Several years ago, brand equity received the ultimate accolade in a capitalist society: a dollar value- sometimes listed with other intangible assets in the annual report. The highest valued brand today is Coca Cola. Its value according to Financial World is $39 billion. That's the extra margin people will pay to get the real thing over a generic brand. On the other hand, IBM's brand, though third in value this year, was by one estimate actually negative last year. In other words, if you put the IBM logo on the product, it actually reduced the value of that product versus an unknown brand.

Both of these companies, Coca Cola and IBM, have gone through enormous change, yet one managed to build its equity and one lost it. Though each company's management decisions and style had something to do with the outcomes, they also faced different types of rapid change, one far more challenging than the other.

Coca Cola was taking its core product, Coke, and expanding the product in new form factors and new overseas markets. The brand promise stayed the same whether it was sold in a Coke store in New York or a road side stand in Mongolia - refreshment, good times, and pure Americana. While maintaining a brand's strength through all this continuous change is certainly not a no-brainer - witness the New Coke debacle and the Pepsi Challenge - a brand encountering this kind of rapid change is easier to manage than the kind of change IBM faced: disruptive change.

Disruptive change occurs when a stable market encounters a new technology or social phenomenon that totally alters the solutions customers will demand. The digitization of video is a perfect example: it will alter the way we consume cable and broadcast programming, the way we rent movies, the way we use our computers - and companies in these industries will have to change rapidly and radically. Another example: The social phenomenon of "the new temperance" has led to whole new beverage categories as "alcohol free beers" as well as the spectacular growth of coffee bars. Bars that survived have espresso machines installed. Our public libraries are going through this kind of brand redefinition: once the repository of books, their focus on book acquisition dropped while the focus on electronic access and community activities went up, and now they are public media and Internet access centers as much or more than they are lenders of books.
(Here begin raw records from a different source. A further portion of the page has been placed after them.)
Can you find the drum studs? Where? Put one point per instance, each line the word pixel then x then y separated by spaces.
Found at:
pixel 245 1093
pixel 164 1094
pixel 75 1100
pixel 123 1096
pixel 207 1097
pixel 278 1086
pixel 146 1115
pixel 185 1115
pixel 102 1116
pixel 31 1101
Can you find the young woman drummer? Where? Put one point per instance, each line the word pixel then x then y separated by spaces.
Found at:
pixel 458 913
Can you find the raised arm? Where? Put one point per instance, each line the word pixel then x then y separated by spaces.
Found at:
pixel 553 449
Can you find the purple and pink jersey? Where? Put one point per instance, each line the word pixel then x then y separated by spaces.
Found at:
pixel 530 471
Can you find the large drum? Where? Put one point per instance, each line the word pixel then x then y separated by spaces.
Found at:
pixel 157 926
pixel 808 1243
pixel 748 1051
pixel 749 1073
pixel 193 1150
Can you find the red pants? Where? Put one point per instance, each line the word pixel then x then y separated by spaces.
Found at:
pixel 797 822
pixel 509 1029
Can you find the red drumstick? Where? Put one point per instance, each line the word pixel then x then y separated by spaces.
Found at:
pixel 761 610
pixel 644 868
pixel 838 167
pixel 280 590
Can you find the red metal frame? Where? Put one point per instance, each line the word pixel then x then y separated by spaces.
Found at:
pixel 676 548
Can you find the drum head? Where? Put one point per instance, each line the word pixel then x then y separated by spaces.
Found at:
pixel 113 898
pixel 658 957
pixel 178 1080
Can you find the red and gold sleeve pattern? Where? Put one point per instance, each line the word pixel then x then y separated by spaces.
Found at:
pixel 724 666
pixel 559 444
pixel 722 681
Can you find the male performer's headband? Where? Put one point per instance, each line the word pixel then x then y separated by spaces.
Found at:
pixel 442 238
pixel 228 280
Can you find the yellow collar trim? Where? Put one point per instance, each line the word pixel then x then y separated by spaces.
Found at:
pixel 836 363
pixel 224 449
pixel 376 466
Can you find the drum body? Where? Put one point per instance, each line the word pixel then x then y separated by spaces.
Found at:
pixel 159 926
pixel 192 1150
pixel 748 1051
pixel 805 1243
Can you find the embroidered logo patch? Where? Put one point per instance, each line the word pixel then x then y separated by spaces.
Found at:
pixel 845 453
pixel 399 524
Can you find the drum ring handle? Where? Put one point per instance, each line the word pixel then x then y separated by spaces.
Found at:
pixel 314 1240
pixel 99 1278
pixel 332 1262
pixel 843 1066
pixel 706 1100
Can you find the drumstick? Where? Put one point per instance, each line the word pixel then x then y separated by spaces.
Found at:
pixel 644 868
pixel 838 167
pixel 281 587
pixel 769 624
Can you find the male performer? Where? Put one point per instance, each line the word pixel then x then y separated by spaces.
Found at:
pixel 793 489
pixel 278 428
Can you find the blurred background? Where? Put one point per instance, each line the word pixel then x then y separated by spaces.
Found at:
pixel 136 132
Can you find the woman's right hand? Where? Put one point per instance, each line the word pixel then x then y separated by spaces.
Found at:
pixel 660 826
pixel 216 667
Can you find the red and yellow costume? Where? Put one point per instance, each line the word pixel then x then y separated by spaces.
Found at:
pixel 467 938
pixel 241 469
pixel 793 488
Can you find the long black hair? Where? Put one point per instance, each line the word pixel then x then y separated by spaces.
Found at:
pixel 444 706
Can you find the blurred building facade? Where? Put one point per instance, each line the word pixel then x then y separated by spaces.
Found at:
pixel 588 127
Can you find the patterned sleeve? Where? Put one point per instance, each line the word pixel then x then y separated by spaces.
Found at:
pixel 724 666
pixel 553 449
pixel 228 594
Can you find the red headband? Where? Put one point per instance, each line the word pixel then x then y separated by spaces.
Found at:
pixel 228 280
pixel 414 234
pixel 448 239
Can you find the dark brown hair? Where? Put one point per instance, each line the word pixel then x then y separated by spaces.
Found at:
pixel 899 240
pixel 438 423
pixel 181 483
Managing a brand through disruptive change requires guarding the historical brand promise - in IBM's case, a single source supplier for all computing needs, safety, security - while expanding the brand promise (and product line) to incorporate the new disruptive technology, in IBM's case, client server networking between disparate types of equipment.
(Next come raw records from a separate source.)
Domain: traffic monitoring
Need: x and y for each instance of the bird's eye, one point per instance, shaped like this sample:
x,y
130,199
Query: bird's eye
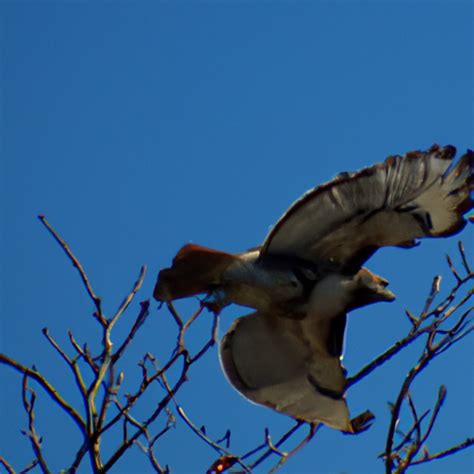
x,y
294,283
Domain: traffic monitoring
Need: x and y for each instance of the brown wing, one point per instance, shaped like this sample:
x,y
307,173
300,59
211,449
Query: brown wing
x,y
270,362
389,204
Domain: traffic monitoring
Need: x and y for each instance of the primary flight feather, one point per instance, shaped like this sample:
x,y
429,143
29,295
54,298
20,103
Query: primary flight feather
x,y
308,275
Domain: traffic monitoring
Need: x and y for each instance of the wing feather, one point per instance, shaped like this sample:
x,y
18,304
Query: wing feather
x,y
389,204
268,361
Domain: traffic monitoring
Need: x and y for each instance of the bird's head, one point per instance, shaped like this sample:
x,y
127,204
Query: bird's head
x,y
369,288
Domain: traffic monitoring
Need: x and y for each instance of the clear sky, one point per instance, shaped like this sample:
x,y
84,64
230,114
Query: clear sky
x,y
136,127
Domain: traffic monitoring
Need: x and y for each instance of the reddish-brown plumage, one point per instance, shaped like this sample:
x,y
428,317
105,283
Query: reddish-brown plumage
x,y
195,270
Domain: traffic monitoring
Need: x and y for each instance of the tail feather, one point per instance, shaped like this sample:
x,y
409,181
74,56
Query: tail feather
x,y
195,270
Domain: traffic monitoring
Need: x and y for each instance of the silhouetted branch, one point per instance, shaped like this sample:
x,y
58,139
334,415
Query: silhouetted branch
x,y
105,406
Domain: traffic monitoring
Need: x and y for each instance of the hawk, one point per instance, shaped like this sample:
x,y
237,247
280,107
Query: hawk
x,y
308,274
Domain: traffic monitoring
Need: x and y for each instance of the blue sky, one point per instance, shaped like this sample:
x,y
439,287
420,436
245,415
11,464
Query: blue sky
x,y
136,127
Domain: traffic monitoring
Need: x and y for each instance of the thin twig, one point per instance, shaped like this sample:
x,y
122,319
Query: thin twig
x,y
85,280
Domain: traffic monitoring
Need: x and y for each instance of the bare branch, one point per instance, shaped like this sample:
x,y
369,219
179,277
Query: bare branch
x,y
85,280
52,392
29,399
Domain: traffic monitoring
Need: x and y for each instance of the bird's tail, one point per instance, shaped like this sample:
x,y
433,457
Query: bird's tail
x,y
195,270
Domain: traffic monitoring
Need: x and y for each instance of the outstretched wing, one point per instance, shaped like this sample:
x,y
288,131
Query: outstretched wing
x,y
393,203
270,362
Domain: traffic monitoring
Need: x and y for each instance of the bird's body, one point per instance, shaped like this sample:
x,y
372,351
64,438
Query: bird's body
x,y
308,275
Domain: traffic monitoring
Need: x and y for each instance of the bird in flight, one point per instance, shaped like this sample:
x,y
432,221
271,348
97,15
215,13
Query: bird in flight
x,y
308,274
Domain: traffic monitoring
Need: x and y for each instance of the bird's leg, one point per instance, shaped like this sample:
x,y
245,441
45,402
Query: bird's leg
x,y
216,300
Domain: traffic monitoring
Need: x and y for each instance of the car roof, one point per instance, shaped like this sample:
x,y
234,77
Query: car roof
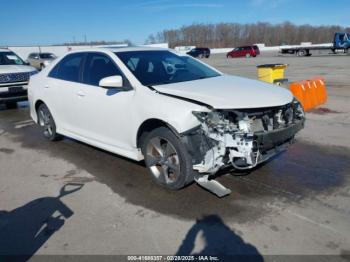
x,y
120,49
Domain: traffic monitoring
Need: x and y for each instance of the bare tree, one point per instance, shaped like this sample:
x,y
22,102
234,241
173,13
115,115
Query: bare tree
x,y
234,34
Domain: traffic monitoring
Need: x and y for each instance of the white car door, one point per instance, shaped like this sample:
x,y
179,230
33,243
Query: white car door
x,y
104,115
62,92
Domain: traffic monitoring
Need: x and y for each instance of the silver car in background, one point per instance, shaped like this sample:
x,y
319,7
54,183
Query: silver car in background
x,y
40,60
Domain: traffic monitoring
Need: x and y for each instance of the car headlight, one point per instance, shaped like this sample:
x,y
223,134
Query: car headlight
x,y
33,72
211,118
298,108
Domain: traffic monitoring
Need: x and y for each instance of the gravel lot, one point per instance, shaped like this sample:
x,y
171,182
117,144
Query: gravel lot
x,y
298,203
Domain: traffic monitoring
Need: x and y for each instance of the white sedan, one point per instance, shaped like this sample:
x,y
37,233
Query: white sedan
x,y
186,119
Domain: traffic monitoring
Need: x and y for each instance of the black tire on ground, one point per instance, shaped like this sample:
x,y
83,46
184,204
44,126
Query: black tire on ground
x,y
47,123
167,159
11,105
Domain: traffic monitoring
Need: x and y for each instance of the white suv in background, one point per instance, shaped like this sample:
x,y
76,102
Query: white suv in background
x,y
14,78
184,118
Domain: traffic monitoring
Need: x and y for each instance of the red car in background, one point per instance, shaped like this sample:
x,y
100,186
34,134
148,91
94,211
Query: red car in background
x,y
244,51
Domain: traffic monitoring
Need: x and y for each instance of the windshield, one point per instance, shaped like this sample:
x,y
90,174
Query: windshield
x,y
10,58
164,67
47,56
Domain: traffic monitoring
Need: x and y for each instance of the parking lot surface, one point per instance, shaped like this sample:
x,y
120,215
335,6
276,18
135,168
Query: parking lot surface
x,y
297,203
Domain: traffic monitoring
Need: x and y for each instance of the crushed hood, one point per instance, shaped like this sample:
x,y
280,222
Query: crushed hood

Looking at some of the world's strongest brands, they have each distinguished themselves from all competitors in the market. And each has been managed through periods of rapid change which have actually strengthened the brand. Despite morphing of markets and products, we immediately recognize each brand's promise, just by looking at a name and symbol - both in terms of product category and in emotional benefit.

Think of the technology names with which we are familiar. Intel makes the world's fastest processors. Branding through a period of continuous change has so strongly associated this symbol with attributes of speed and power that people buying 286 computers are still looking for Intel Inside. It gives buyers the emotional benefit of feeling smart, like they know what they're doing when they buy a PC, and secure that they're buying the best. That brand has so much equity that even the Pentium scandal where headlines screamed that Pentium doesn't calculate accurately didn't slow Intel sales.
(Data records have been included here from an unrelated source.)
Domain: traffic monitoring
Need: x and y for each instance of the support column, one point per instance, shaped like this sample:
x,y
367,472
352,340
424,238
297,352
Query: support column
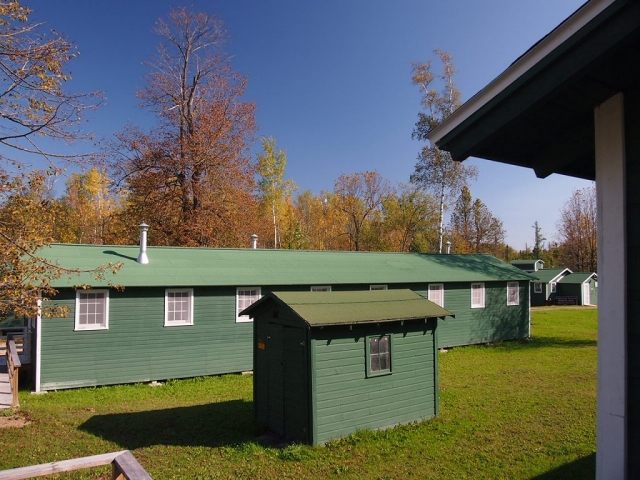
x,y
611,454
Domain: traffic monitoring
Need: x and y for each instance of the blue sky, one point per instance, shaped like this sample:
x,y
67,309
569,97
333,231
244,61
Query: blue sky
x,y
332,79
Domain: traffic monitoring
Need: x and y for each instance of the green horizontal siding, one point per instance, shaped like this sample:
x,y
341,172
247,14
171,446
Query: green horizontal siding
x,y
345,400
137,347
497,321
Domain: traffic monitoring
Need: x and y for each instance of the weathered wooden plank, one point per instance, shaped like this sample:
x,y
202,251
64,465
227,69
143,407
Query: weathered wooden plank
x,y
59,467
126,465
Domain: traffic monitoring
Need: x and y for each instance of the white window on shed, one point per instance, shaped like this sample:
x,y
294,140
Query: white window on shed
x,y
178,307
477,295
513,293
436,293
245,297
92,310
321,288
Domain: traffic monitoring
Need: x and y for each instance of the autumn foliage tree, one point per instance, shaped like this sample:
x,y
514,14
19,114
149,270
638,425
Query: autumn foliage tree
x,y
36,113
577,231
273,190
88,209
360,197
191,177
473,228
435,171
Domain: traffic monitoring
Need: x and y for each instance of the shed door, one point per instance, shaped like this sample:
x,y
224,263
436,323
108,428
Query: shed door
x,y
288,382
586,297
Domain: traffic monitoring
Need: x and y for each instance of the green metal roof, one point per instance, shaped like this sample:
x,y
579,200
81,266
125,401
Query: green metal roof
x,y
578,277
319,309
175,266
550,274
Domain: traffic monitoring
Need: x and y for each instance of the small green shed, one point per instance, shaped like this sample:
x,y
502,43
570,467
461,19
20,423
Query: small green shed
x,y
583,286
327,364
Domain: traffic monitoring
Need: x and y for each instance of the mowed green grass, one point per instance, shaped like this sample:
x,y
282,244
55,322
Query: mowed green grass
x,y
523,409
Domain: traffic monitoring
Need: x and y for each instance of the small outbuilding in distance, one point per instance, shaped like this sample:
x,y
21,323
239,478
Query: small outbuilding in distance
x,y
328,364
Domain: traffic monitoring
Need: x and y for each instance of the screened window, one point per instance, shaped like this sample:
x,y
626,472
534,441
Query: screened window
x,y
92,310
178,307
436,294
513,293
245,297
378,355
477,295
321,288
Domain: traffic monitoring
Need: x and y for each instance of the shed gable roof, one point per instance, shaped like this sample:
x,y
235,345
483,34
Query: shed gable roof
x,y
551,274
317,309
174,266
578,277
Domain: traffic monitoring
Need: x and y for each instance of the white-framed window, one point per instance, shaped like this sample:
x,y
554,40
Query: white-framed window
x,y
378,354
178,307
477,295
321,288
92,310
245,297
436,293
513,293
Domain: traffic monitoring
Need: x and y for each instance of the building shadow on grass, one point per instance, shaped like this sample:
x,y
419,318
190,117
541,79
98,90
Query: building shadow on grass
x,y
211,425
581,469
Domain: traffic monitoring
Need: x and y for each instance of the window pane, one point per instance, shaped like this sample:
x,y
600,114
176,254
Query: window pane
x,y
384,361
375,363
374,346
383,345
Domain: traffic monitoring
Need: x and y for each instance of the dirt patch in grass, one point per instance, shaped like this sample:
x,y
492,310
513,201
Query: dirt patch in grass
x,y
14,420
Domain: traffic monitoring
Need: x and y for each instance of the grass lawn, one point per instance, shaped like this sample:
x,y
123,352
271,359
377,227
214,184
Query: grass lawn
x,y
513,410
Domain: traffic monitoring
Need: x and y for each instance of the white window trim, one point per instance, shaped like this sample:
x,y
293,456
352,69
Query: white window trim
x,y
479,304
245,318
321,288
440,289
512,285
179,323
105,326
So one of the benefits of branding is protection from customer wrath in times of trouble. I've talked about the case for higher margins - certainly true for Intel. A strong brand also yields higher repurchase rates, because buyers tend to be risk averse, and why try something new if you already know and like the brand you've bought before.

Continuing with the Intel brand example: Intel gets better productivity from its marketing efforts because it doesn't have to spend any time or money explaining what Intel is. You see a banner for Intel at a trade show and all it has to say is Intel. An ad for Intel products can really focus on the products and benefits and doesn't have to explain Intel. Best of all, every headline, every claim has more power and credibility because it comes from Intel.

And leverage for the sales force. Who do you think has the easier time selling chips: the Intel sales person or the Acme Microprocessor rep?